In the album, the Gettys present new interpretations on Christmas staples such as "Joy To the World," “Come Thou Long Expected Jesus,” and “Silent Night.” The songs will be performed live by the Gettys and friends on TBN's special "Sing! An Irish Christmas" airing this December.
Getty, who has been writing Christmas music for 10 years, said he is continually struck by the “pastoral” impact Christmas carols have on audiences.
“I look at people at a cold winters night huddled together and singing, ‘Come Thou Long Expected Jesus,’ and I wonder what sadness or disappointments they’ve had this year,” he shared. “What doctor’s news have they had this year; what person is no longer there this Christmas? What aspect of their life needs to know that, dear Christ will enter in?”
Other familiar songs such as “Silent Night” and “God Rest Ye Merry Gentleman” drive home the importance of the Sabbath, Getty said. “People in Manhattan on the 18th of December, for example, don’t understand rest. They’re trying to balance kids and church, family dysfunction and getting ready for Christmas. Sitting in the quiet, singing, ‘Silent Night,’ is so healing,” he stressed.
According to Getty, Sing! An Irish Christmas combines his love of his historic carols and passion for congregational singing.
“In a culture where marriage is in a state of confusion, children are growing up in dysfunction, and we can’t even have a frank discussion about social and political issues, what could be more radical than people gathering together to sing about the Christ-child?” he declared. “What could be more community building and affirming than the Good News of the Gospel?”
Three years ago, the Gettys — who this year won a Dove Award for Inspirational Album of the Year — launched the Sing! Conference to bring together worship leaders, pastors, and those involved in church music ministry to explore together the connection between music, theology, and artistry.
Now, the Sing! Conference is a global movement. This year, the couple hosted sell-out Sing! conferences at the Belfast arena in their native Northern Ireland, and another at Edinburgh's Usher Hall, marking the launch of the first Sing! global arena tour.
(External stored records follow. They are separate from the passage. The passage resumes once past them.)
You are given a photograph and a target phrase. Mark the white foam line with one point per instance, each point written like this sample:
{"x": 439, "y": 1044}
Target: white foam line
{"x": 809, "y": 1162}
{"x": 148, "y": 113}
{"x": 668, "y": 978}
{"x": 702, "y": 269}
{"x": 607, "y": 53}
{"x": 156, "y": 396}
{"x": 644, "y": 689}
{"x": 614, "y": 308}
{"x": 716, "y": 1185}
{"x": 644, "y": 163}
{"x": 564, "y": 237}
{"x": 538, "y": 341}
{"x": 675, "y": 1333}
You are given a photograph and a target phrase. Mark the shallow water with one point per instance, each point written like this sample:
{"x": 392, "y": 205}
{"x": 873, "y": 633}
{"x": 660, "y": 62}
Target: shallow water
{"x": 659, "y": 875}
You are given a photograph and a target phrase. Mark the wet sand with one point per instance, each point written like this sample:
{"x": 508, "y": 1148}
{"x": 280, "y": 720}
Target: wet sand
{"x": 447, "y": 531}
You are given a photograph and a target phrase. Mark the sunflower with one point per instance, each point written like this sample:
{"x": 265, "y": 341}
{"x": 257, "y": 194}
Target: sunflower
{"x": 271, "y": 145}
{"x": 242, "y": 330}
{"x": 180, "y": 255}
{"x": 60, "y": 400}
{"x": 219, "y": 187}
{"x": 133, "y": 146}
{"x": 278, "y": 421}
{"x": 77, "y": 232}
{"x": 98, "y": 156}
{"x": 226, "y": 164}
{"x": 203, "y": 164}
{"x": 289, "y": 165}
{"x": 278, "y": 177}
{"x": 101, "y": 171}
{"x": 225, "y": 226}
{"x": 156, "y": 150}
In August, the Sing! Conference in Nashville featured speakers John Piper, Joni Eareckson Tada, along with musical performances by the Gettys, Ellie Holcomb, and Trip Lee, among others. The three-day event saw over 13,000 attendees, nearly half of whom were younger than 40 years old.
“We think, after this year, with the number of universities getting involved, the Sing! Conference will be a majority under 40s conference,” Getty said. “There are 82 church music conferences in America and this is the largest. And this is the only one that doesn’t work with contemporary radio. We don’t use the lights-camera-action stuff of the previous generation. We’ve dumped all of that, yet we’re getting more under 40s of any church music conference.”
The success of the Sing! Conference with millennials, the songwriter noted, indicates younger generations are “less convinced by the seeker-sensitive purpose-driven hype of making Christianity seem cool.”
“They want to know, ‘is this true or not?’” he contended. “People think this conference is conservative and on one level it is, but on another level, the range of denominations attending is pretty broad. They’re all terrified of what the next generation is singing and don’t know what to do.”
“We don’t know all the answers,” Getty added, “but we’re trying to get people to sing doctrine and get hymn writers that are writing high-quality music with artistic merit.”